The intellectual apotheosis of this schism was Marxism–a doctrine that “corrected” for the limitations of a rights-based model by positing the primacy of the economic. That this doctrine was later used to furnish justifications for the actions of authoritarian states is trivially true. But is this because of a constitutive flaw in Marxism? Or is it due to the way that, within this expanded framework, states were willing to make trade-offs to address the issues they perceived as most pressing? The biggest problem facing Lenin at the time of his ascension to power was not the absence of bourgeois right; it was World War One, and the absence of bread. Much the same could be said of Mao, who took the reins of a country in 1949 in which the average lifespan was 36 years old. The continued threat posed by the imperial core, as well as the attendant realities of unequal exchange, meant that these problems were only resolved decisively by delinking from the world market. But whatever violence this entailed, it does not simply represent an abandonment of liberalism as envisaged by its founders. Rather, it was a fulfillment of it, in the sense that the raising of whole nations out of poverty, the provision of education to untold millions now told, cleared away the most essential obstacles to the achievement of individual freedom. Of course, it’s easy to observe–and would not be obscure to someone like Mao–that the martial imperatives of delinking engendered a process of bureaucratic calcification. But given that liberalism itself was first advanced through dictatorship–over slaves and colonies if not the polity as a whole–how fair is it to attribute this to a constitutive flaw in Marxism? A more plausible explanation would be that socialist projects remain authoritarian because openness for them can only mean openness to imperialism. And if this is true, it tells us something else: that the illiberal traits within socialism will not be remedied by a merger with liberalism. They will be remedied by the victory of socialism.
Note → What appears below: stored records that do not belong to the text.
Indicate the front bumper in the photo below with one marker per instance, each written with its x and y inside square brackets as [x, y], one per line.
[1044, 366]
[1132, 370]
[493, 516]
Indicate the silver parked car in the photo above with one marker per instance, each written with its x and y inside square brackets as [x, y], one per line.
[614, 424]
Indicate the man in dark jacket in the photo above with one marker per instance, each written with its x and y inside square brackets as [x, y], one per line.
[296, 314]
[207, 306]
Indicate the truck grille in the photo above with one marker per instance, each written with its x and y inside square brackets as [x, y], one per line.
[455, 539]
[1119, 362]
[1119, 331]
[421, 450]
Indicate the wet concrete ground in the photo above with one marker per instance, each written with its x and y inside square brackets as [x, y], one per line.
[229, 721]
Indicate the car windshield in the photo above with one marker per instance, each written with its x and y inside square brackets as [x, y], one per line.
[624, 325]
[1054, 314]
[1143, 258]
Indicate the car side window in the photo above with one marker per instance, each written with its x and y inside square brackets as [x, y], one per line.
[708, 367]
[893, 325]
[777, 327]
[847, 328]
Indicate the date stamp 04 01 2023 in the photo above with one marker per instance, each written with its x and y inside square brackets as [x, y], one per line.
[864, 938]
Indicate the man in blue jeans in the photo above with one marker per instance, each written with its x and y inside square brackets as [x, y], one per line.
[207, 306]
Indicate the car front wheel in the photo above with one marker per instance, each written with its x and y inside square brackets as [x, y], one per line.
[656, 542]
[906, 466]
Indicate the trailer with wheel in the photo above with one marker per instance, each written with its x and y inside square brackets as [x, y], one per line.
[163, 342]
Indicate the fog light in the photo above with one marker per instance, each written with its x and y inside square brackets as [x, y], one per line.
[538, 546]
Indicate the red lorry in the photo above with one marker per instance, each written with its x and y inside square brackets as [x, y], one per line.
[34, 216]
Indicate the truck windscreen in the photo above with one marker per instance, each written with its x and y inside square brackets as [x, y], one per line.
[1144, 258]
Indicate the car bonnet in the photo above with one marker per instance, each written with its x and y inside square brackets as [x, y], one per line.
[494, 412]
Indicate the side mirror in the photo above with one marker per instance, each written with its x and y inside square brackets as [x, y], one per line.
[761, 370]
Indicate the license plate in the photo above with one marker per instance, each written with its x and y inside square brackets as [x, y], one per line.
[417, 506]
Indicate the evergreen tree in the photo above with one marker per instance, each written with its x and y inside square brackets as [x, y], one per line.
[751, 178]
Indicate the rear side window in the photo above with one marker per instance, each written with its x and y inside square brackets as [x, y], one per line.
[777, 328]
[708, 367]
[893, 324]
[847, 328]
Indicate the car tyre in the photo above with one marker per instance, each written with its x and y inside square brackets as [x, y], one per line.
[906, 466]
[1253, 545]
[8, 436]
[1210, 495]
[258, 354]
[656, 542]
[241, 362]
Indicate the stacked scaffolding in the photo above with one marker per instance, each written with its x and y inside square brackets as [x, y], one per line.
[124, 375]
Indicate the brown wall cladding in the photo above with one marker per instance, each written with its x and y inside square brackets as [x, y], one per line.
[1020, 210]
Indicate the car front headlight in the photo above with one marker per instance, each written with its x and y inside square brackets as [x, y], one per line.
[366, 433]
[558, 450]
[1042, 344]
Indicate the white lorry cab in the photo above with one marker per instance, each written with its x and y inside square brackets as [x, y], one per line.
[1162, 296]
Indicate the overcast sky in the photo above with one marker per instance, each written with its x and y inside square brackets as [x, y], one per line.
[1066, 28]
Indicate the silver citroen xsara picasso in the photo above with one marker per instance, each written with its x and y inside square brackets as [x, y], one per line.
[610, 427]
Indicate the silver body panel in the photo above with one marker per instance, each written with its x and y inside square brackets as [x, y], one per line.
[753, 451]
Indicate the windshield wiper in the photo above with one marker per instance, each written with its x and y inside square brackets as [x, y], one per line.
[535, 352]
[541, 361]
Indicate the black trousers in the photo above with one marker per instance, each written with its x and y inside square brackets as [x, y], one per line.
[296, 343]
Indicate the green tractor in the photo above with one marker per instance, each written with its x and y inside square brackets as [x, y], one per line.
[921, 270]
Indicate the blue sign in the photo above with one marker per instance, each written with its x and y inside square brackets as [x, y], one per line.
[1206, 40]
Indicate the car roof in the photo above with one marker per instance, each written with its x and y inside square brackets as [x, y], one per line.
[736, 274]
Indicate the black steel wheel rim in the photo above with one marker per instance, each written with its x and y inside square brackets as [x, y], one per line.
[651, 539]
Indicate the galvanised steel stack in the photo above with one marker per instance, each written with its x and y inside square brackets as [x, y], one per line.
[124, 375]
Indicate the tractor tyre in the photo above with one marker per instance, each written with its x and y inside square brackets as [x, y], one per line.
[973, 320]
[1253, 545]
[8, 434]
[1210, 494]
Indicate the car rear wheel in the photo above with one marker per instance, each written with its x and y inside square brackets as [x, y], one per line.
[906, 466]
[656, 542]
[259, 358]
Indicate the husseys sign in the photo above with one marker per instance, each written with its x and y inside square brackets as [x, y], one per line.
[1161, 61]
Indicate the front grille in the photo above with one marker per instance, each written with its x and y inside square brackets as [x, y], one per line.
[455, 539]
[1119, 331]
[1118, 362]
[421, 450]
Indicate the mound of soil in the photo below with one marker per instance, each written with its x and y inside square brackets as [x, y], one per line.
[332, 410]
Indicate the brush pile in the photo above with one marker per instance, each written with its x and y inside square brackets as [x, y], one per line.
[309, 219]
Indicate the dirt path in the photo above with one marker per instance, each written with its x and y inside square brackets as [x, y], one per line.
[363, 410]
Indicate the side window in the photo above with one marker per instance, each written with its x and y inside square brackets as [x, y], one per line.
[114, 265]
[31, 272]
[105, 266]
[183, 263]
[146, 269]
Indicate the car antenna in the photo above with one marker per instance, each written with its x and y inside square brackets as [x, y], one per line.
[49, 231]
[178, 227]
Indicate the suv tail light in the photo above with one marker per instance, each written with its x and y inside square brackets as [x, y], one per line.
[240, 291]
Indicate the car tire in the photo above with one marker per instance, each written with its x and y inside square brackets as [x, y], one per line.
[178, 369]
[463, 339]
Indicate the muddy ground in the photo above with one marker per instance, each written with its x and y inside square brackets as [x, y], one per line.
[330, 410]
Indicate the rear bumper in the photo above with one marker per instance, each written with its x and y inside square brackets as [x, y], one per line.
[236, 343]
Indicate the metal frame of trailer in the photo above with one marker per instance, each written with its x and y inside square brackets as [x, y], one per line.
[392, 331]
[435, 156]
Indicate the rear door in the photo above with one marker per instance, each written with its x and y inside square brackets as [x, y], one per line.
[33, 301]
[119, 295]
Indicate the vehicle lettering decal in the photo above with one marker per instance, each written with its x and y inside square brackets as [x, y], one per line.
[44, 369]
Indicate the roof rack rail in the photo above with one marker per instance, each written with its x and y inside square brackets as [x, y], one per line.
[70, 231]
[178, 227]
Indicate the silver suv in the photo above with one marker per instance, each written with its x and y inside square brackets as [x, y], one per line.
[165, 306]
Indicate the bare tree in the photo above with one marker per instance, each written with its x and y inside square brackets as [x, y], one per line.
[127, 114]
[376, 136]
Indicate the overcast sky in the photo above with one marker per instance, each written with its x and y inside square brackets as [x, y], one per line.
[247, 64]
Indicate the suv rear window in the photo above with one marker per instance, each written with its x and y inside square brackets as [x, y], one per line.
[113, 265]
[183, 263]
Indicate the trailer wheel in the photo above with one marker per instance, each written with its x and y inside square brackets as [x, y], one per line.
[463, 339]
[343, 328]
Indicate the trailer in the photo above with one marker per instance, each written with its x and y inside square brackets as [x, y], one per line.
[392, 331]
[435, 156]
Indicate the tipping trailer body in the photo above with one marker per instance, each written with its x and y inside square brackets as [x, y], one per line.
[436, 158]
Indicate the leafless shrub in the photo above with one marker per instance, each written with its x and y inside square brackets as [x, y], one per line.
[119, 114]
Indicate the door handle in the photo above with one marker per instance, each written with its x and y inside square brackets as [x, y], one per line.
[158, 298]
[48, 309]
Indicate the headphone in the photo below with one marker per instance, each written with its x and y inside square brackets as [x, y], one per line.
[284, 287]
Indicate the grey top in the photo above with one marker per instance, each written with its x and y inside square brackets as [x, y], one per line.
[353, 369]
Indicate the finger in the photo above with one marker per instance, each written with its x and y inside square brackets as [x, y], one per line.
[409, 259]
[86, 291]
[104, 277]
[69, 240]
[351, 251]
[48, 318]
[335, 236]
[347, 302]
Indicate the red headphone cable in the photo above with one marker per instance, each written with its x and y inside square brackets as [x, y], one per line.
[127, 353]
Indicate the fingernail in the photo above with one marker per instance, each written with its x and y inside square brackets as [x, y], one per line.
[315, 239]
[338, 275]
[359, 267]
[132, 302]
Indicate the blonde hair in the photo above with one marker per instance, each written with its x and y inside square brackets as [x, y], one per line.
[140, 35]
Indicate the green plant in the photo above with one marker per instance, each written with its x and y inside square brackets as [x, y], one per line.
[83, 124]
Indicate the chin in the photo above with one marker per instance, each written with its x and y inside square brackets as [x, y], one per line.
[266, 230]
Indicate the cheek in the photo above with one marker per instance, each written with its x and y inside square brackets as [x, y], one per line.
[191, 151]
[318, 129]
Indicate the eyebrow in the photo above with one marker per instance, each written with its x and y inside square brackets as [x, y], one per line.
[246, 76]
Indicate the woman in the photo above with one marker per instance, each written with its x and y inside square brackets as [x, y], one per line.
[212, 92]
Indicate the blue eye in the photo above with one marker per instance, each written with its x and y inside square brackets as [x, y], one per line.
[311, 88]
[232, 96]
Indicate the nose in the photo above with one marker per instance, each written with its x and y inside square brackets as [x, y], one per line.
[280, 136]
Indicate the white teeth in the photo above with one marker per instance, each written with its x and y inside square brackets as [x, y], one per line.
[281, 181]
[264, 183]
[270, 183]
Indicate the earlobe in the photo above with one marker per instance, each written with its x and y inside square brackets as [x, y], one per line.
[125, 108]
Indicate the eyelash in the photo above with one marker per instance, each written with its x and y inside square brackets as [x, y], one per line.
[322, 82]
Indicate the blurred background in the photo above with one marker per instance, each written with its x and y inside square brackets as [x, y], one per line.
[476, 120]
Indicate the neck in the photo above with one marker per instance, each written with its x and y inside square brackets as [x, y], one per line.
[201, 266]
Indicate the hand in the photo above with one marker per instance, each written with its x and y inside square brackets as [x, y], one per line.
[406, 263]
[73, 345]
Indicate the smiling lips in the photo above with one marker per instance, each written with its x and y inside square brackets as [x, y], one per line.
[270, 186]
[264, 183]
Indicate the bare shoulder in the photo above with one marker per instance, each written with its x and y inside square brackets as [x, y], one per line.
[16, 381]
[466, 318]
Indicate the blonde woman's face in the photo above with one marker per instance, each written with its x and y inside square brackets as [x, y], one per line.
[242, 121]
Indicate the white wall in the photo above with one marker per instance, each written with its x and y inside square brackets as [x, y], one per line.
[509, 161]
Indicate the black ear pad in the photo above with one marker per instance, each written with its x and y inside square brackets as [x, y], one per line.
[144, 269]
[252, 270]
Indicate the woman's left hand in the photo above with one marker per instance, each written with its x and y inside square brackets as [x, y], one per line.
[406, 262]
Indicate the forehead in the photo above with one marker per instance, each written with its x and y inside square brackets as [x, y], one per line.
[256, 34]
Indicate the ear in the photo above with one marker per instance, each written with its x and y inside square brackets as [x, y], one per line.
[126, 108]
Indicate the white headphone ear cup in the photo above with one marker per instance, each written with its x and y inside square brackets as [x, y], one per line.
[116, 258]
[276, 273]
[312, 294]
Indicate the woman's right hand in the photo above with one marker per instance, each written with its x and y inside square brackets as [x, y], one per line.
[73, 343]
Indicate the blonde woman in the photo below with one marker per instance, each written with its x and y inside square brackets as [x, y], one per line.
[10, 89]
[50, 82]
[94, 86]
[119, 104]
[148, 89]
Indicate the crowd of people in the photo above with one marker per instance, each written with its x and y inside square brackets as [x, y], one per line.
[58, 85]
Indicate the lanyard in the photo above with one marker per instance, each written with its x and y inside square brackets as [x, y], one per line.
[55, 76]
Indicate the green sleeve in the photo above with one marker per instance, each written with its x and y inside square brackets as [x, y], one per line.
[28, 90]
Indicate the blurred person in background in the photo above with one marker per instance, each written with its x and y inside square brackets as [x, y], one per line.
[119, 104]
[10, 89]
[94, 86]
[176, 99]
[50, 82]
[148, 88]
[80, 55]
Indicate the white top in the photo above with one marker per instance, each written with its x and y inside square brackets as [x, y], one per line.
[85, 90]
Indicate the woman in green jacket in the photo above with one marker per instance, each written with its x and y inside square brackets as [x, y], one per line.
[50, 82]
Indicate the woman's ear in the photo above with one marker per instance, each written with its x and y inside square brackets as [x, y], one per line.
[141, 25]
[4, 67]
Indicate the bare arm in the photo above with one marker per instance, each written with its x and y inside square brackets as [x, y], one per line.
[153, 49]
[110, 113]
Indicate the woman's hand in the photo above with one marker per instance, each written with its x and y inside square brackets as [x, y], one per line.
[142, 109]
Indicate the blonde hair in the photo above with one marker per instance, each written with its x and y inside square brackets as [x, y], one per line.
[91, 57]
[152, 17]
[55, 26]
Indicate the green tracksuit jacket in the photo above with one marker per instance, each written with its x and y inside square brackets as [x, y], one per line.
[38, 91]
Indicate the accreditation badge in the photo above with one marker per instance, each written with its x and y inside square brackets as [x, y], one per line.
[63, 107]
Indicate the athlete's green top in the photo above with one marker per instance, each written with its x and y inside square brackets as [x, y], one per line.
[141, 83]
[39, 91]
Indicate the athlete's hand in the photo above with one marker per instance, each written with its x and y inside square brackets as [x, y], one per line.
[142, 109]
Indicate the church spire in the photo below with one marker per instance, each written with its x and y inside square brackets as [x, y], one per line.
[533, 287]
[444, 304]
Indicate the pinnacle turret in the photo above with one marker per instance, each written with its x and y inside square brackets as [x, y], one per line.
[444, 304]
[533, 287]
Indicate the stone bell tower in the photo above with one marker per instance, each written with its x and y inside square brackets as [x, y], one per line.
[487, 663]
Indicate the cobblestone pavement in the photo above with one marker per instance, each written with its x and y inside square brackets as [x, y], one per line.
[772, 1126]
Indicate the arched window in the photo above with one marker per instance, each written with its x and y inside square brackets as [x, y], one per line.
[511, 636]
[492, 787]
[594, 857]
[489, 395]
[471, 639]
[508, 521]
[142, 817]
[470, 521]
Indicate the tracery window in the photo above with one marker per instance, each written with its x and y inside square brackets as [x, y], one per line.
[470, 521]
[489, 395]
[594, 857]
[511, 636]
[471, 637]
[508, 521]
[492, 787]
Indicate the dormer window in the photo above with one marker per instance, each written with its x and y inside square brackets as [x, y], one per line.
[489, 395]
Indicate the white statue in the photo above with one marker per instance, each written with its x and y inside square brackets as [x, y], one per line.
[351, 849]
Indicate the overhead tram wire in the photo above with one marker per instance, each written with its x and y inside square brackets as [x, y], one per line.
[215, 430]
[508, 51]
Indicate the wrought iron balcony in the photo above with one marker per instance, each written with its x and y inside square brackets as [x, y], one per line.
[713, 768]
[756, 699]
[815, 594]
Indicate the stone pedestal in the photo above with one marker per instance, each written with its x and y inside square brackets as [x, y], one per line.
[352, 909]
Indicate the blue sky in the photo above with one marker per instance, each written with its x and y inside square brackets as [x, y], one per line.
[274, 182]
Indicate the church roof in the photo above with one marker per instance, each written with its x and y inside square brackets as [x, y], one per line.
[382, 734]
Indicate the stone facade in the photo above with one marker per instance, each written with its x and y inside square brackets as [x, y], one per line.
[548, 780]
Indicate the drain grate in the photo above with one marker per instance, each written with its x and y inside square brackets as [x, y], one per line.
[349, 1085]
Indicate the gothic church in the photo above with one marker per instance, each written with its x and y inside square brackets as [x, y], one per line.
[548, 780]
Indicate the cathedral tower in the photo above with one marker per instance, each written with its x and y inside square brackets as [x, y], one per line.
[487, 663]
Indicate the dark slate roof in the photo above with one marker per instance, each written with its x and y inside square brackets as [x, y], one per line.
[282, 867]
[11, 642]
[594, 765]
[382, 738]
That such thoughts would likely be experienced as heresy by the DSA-right only means that this refusal of openness runs two ways. This doesn’t mean we have to condemn McManus’ book. The great merit of Liberal Socialism, in addition to its refined scholarship, is its honesty. Time and time again, we’ve been told that unity with liberals is an instrument for the achievement of socialism. McManus simply spells it out: what’s needed is a fusion with liberalism, aimed at the creation of a society that may remain “nominally capitalist.” Having spelled it out, he’s able to take responsibility for it, reaching conclusions that sometimes run to the left of those who would never in a million years countenance such a synthesis–that the Mouffian pluralism that influenced left populist movements ranging from Podemos to Insoumise may be insufficiently committed to the proletariat, for instance. “I like rightists,” said Mao in a 1972 conversation with Richard Nixon, on the grounds that they’re less duplicitous than their left-wing peers. McManus is surely too ambiguous for Mao to have liked. But he could perform a similar function for the DSA-right: making clear what it’s already become.